Inaccessible by car, Perantzada Hotel is hidden down a little alleyway that leads to a topsy-turvy flight of stairs and a metal gate. (For the record, it’s the blue-fronted villa set back from the waterfront at the far end of the bay and when you do strike gold, the sign telling you you’re in the right place isn’t exactly large, but one senses this is more about being unflashy than unhelpful.)
A swing through the gate and we’re in a beautifully decorated, nautically themed little courtyard. Seaside blues and whites dominate while pots of cheerful geraniums lead the eye up more stairs past little model boats to reception. Wth just 17 rooms, the Perantzada is more intimate in form and in feel than the Emelisse. It’s the kind of place where you’re on instant first-name terms with the staff (Steve is front-of-house, Fotini’s a whizz in the kitchen). And boy, did someone have fun styling this place…

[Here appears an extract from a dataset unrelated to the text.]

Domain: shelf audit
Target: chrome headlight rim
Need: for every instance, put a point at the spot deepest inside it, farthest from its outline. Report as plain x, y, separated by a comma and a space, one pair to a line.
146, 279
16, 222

What started out as an already elegant 19th-century mansion has been enhanced with carefully judged 21st-century touches. So you’ll find quirky modern art nestled among the mansion’s period balconies and traditional wooden staircases alongside ultramodern glass ones. It may sound jarring, but it works. Most of the hotel is decked out in classic white but now again there are vivid splashes of colour in a bright red tablecloth here, a shocking pink neon uplight there. The overall effect is mishmashily eclectic but in no way overstyled in the way a modern art gallery might be in a flashy seaside villa.
Central to the Perantzada is its breezy breakfast room where antique dressers and chunky Sixties’ plastic tables continue the old/new juxtaposition. There are copies of Vogue for leafing through, but we’re straight out to gawp at the sun-drenched infinity pool, framed by vast French windows. Upstairs, we get a surprise. It’s beautifully airy and we soon twig why – the corridor to our room is carved into exposed rock and open to the elements, so looking up, we glimpse blue sky.

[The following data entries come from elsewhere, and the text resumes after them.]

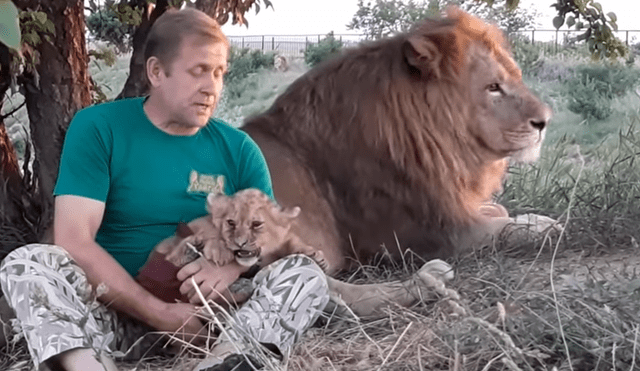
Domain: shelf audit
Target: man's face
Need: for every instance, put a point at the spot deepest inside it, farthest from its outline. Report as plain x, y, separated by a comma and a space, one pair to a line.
190, 87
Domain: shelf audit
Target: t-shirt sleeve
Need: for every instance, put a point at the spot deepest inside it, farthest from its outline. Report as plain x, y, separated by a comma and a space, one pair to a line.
254, 172
84, 163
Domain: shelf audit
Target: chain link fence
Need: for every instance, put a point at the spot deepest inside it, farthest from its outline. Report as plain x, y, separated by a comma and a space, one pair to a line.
294, 45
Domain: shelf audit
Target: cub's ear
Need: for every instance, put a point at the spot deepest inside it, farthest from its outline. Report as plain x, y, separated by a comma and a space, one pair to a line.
291, 212
217, 204
429, 47
183, 230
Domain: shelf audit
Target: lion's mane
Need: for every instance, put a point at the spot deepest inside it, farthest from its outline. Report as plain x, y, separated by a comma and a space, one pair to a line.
407, 153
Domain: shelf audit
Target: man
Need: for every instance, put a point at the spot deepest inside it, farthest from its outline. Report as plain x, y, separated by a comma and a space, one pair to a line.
130, 171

Like the Emelisse, all rooms here come with king-size doubles draped in designer linen and lots of upscale goodies such as iPod docks and Korres cosmetics. The added thrill of the Perantzada, though, is that each boudoir has a different look and feel, boasting high-end contemporary design from the likes of Philippe Starck. In this big-name design lottery we get Eames, specifically Eames iconic plastic armchairs and an industrial-chic interior (concrete floors, angular furniture and a vast white flatscreen that looks for all the world like a giant iMac) that wouldn’t look out of place at the HQ of a Soho advertising agency. Mr Smith groans – it feels like being back at work. That is until we draw back the shutters to reveal views of the shore from our private balcony. Beyond uniform terracotta roofs, Vathi’s sparkling bay hosts the odd chugging sailboat but there’s nothing more to shatter the silence. We couldn’t ask for a more peaceful location.

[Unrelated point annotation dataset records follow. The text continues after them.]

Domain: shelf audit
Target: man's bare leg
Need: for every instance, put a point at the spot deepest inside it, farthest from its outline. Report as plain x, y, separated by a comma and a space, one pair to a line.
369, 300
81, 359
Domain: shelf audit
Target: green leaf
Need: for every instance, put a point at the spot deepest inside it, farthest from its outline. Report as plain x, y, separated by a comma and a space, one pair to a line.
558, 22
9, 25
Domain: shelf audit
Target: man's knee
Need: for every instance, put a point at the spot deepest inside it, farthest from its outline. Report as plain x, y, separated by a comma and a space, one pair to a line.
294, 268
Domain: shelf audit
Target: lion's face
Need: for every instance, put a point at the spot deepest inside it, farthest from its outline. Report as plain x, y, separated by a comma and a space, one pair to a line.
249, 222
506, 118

Nor could we ask for a friendlier welcome. It’s spring, so the hotel isn’t yet full but even in peak season, one suspects, the service would be every bit as personal. Once we’re installed by the pool, Steve is straight out offering to fix us a snack – à la carte, or off-menu – using whatever we might fancy from his fridge. I plump for a simple Greek salad and I swear it’s the freshest I’ve ever tasted – something to do with the context perhaps. Bottles of complimentary chilled wine are delivered discretely to our room – a little gesture to make us feel at home. At one point, Steve apologises that he has to pop out, leaving us the run of the place. It’s that kind of trusting, generous, mi casa es su casa kind of place. And it goes without saying that little Baby Smith is treated like one of the family.
More adventurous types may opt to explore one of several walking tracks in Ithaca’s verdant hills, but I’m afraid, what with the bambino, we don’t make it much further than nearby Filatro beach. And why would we? Much like the Perantzada, Fliatro is small but perfectly formed, a little shingle beach backed by shady trees and lapped by turquoise water. Apart from the odd snorkeler, we’ve the place to ourselves. Where to eat? For lunch, try Vitha’s trendy waterfront ouzerie Pinakothiki, where mezedes of dolmades or deep-fried, almost tempura-like, aubergine are perfectly portioned (ask Fotini for directions as the sign’s in Greek). By night we like Nicos, just off the square, for pita gyros and people-watching.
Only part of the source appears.